While I struggle to think of a similar period when we’ve seen so many natural disasters across the globe, it is important not to let our dismay give way to defeat. For while the need to confront the climate crisis has never been more pressing, similarly, there have never been more or better tools and processes available to deliver changes for the better. In this sense, financial decisions matter greatly, whether in areas like green real estate, or impact investment strategies, or allocating to private markets. There is real immediacy to these decisions. In its sixth assessment report (AR6) released earlier this year, the Intergovernmental Panel on Climate Change (IPCC) was stark in its warnings, noting that modelled pathways to limit global warming to less than 1.5°C by the end of this century all required a deep, rapid, and immediate reduction in greenhouse gas emissions.
But the report was also clear about the opportunities for mitigating the crisis. For example, although it noted that in 2019 around 79 per cent of global emissions came from the energy, industry, transport, and buildings sectors, it also reported that options to limit the impact from these industries are increasingly technically viable, cost-effective, and supported by the public.
“Feasible, effective, and low-cost options for mitigation and adaptation are already available,” the report notes with high confidence.
Greener buildings
For me as an investor, one of the most exciting ways to combat climate change is through upgrading the buildings we use. That may not sound too dramatic, but the impact could be huge: the IPCC estimates efficient buildings could reduce net emissions by around 1.5 gigatonnes of CO2-equivalent per year by 2030 - or more than double the current annual emissions of Canada. Globally, there is the potential to cut greenhouse gas emissions from the building end-use sector by as much as two thirds from current levels, meaning that making improvements in buildings could be more effective in relative terms than improvements in areas like switching to fuel efficient cars or electric vehicles, or promoting bicycling and public transport, or cutting food waste, or even reducing methane in agriculture.
Retrofitting our existing real estate assets is one of the most effective ways in which we can reduce the carbon emissions of our built environment. This is particularly important in Europe, where buildings are responsible for 40 per cent of the region’s energy consumption, more than any other sector, and account for 36 per cent of the EU’s energy-related greenhouse gas emissions. Taking something that’s inefficient and upgrading it not only improves the emissions of the asset itself, but also cuts the amount of energy needed to run it, freeing up renewable resources to drive change across other industries. This means that not only can you create a faster route to net zero carbon emissions for the assets in question, but you can also leverage the improvements across other investments or sectors.
Driving change
Regulation is now in place across many markets to support the upgrade of our real estate sector. In Europe we’re also seeing those that rent and occupy our buildings, particularly corporates, making net zero carbon pledges for the next decade or so, and that’s driving a commercial demand for more efficient buildings. But what’s lacking is equity capital.

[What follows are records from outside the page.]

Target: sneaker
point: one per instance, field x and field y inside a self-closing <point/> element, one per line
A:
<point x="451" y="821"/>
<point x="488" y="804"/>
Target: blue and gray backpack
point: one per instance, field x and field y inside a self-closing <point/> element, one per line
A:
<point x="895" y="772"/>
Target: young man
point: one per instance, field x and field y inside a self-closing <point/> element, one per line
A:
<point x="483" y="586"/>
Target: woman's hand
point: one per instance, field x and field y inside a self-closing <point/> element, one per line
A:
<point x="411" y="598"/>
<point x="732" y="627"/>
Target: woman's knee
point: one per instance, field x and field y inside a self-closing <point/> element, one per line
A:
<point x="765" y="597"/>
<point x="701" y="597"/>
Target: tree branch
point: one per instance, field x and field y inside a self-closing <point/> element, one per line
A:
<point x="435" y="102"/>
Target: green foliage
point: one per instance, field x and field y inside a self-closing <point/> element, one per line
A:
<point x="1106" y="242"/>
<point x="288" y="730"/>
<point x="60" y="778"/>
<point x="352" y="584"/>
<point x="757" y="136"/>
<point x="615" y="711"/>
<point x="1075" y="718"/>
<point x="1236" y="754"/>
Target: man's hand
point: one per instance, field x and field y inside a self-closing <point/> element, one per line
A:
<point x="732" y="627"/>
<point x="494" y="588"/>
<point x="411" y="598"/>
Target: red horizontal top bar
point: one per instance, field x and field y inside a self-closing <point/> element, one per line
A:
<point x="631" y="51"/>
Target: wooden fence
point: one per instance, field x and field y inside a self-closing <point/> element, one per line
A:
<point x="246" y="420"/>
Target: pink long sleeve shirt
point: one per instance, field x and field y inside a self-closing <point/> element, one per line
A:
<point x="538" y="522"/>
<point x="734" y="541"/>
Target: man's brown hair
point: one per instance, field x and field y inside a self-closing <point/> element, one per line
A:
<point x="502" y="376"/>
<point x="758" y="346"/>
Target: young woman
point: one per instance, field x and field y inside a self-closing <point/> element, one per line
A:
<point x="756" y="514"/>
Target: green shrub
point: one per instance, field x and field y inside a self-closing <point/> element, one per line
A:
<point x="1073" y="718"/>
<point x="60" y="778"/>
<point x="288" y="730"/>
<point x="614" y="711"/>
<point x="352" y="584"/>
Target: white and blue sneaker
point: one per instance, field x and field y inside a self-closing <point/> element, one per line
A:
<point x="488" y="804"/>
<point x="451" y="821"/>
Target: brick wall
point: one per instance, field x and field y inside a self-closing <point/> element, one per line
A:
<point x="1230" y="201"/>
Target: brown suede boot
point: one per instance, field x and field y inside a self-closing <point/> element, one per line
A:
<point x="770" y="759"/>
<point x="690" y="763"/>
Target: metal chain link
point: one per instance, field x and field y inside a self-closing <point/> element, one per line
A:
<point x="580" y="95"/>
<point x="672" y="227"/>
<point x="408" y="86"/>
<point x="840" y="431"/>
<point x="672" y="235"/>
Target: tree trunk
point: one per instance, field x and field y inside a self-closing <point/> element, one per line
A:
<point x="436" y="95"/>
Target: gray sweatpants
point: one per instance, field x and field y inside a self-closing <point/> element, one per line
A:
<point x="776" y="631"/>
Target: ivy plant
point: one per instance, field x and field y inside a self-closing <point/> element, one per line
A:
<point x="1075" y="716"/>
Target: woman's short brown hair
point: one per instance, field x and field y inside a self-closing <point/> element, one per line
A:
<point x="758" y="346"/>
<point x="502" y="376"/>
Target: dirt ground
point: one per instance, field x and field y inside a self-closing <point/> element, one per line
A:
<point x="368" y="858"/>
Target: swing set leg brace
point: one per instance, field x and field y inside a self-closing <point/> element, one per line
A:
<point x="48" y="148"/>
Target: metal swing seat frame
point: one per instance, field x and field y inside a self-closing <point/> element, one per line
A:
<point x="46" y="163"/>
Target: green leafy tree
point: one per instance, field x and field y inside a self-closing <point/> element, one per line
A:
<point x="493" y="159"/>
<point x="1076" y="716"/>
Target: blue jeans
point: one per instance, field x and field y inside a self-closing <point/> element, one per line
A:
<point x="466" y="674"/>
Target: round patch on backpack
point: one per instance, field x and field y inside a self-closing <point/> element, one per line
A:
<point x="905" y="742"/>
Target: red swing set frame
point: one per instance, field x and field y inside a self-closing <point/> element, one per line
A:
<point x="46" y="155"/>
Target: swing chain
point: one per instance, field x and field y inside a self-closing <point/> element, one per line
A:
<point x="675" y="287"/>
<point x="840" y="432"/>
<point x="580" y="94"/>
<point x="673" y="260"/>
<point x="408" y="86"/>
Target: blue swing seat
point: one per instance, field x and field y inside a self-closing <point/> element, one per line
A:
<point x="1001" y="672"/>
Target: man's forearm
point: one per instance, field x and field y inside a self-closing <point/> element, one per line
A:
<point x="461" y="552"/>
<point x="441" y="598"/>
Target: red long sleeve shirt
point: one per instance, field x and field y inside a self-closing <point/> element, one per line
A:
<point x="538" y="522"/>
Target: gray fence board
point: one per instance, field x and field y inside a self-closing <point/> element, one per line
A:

As vocal as the investment community has been about the importance of ESG and sustainability, actual investment flows have still not been enough. Tucked away in the footnotes of the IPCC’s report is this damming statement, made with ‘high confidence’: “Public and private finance flows for fossil fuels are still greater than those for climate adaptation and mitigation.”

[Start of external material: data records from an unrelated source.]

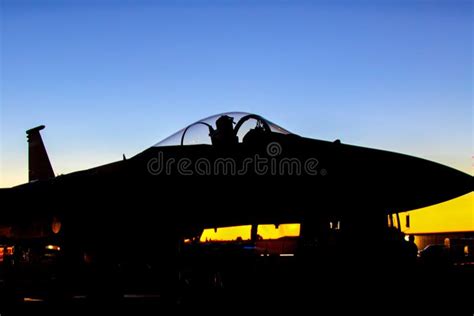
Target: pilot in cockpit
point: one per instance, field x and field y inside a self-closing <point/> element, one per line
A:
<point x="224" y="134"/>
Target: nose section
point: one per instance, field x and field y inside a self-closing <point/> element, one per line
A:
<point x="409" y="182"/>
<point x="432" y="183"/>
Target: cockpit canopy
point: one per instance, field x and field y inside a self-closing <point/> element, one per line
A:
<point x="225" y="128"/>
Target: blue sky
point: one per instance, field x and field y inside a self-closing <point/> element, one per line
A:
<point x="113" y="77"/>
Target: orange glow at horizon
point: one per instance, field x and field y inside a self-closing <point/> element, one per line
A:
<point x="226" y="233"/>
<point x="284" y="230"/>
<point x="455" y="215"/>
<point x="265" y="231"/>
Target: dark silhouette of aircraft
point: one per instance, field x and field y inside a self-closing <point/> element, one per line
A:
<point x="226" y="170"/>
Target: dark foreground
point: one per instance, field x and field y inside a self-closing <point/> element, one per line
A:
<point x="425" y="290"/>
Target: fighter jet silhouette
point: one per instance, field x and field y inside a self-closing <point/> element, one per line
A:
<point x="226" y="170"/>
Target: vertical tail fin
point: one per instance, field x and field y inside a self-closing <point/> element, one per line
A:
<point x="39" y="166"/>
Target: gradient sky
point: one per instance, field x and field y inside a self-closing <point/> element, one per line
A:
<point x="114" y="77"/>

Private finance is especially key to driving change, and impact investing – whereby an investment is benchmarked against measurable and beneficial environmental outcomes, alongside traditional financial returns — can be particularly effective. In the real estate market, for example, where impact strategies are used to finance the retrofit of older buildings to reduce their carbon footprints, we have seen how capital can not only be used to reduce emissions of an asset and to create the potential for wider change, but also to offer meaningful returns.
Part of the problem, in my view, is that too few investors are including impact investment buckets in their strategic asset allocation frameworks. Instead, discussions around portfolio construction tend to revolve around the same old questions regarding 60/40 strategy, rather than shifting the focus to the potential benefits of an impact allocation.
Likewise, non-public markets have a role to play. Increasingly, private markets have become a core allocation for investors, but this is typically only permissible as a specified proportion of overall investments. When the value of public equity or fixed income holdings falls, the denominator effect means that the private holdings of such investors take up a relatively larger share of their portfolios, brushing up against caps or otherwise limiting how much they can commit to private holdings as an asset class. At a time when private markets are often offering strong returns and have the potential to contribute to tackling the climate crisis through impact strategies, this is counterintuitive to say the least, and stands out as another issue that allocators of capital must face.
For investors, the cusp of the horizon promises many more new ways to combat climate change, including many that will come through a combination of technological and financial innovation. But for a bigger, more immediate impact, we only need to make better use of the tools that are already available to us today.